Numerous "Palestinian" "reporters" were present and recording events at the Netzarim Junction on that day.  Highly edited snippets of the film provided by "Palestinian" "reporter" Talal Abu-Rahma showed a man and a boy hiding behind the culvert pipe.  They appeared agitated and fearful.  At some point, someone apparently fired a weapon at the wall behind them.  There was then an image of the boy laying almost motionless next to his father, at which point the France 2 reporter Charles Enderlin claimed that the boy was dead, intentionally shot and killed by the Israelis.

Muslims around the world, including Osama Bin Laden, used the iconic image of Mohammad al-Durrah to justify their jihad attacks.
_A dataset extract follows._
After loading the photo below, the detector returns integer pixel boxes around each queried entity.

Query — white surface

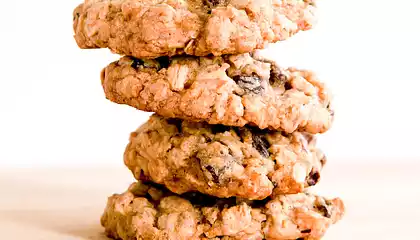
[0,0,420,166]
[0,164,420,240]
But nowhere on the tape do we see al-Durrah's death;  at the end of the tape, he is seen playfully peeking out from behind his fingers to look at the cameraman, long after he has been pronounced dead.  Nowhere is any blood seen, on either father or son, or the walls or the ground.  Nowhere is either of them seen actually being hit by any bullets. All we have to rely on is the word of the "Palestinian," Talal Abu-Rahma, about what happened that day, and he has already been caught in numerous inconsistencies and prevarications.
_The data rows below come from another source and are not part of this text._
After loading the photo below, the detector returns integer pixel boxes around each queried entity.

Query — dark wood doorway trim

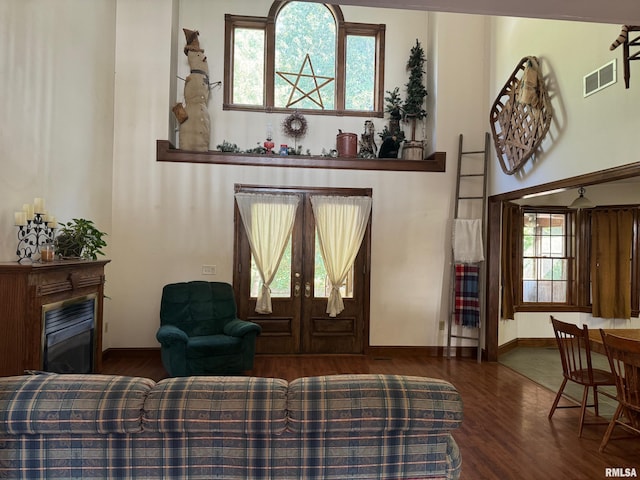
[233,184,373,354]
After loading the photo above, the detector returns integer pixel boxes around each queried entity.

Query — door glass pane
[313,230,354,298]
[233,28,264,105]
[251,238,291,298]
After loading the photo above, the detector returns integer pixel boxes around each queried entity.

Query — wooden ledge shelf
[156,140,446,172]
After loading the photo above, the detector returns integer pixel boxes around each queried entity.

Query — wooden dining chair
[600,329,640,452]
[549,315,616,437]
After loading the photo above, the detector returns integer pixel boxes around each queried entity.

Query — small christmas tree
[402,39,427,141]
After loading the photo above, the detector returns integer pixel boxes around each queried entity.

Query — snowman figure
[172,28,211,152]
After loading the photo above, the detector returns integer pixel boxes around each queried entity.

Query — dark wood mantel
[0,260,109,376]
[156,140,447,172]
Eight years later, France 2 has defied numerous calls to release the complete raw footage, even ignoring a direct court order.  The few who have been allowed to see the entire tape say that it does not show the death of Al-Durrah, contrary to the claims of Talal Abu-Rahma and France 2 reporter Charles Enderlin.  What the tape does show is staged scenes of "Palestinians" feigning injury.  What it does show is "Palestinians" laughing and relaxed as phony "battles" take place for the benefit of the "reporters" while passersby nonchalantly go about their lives.

Footage from other networks on the scene that day confirm the fakery.  This and other cases of "Palestinian" manipulation of the media have spawned a phrase, "Pallywood."  An entire industry exists to manufacture anti-Israeli propaganda, and our media falls for it, hook, line, and sinker.  Not only do they give a patina of respectability to the propagandists, the major news organizations actively protect the "Palestinian" "news makers" from any scrutiny.  Richard Landes documents their deception:

Pallywood
Pallywood II: Al Durah: The Birth of an Icon
Pallywood III: Icon of Hatred
Pallywood Strikes Again

From the burning tire dump, to the phony rocket attack on a Red Cross ambulance, to green-helmet man, to the wailing woman who keeps losing her house to the Zionist terrorists, there has been a litany of hoaxes perpetrated on us.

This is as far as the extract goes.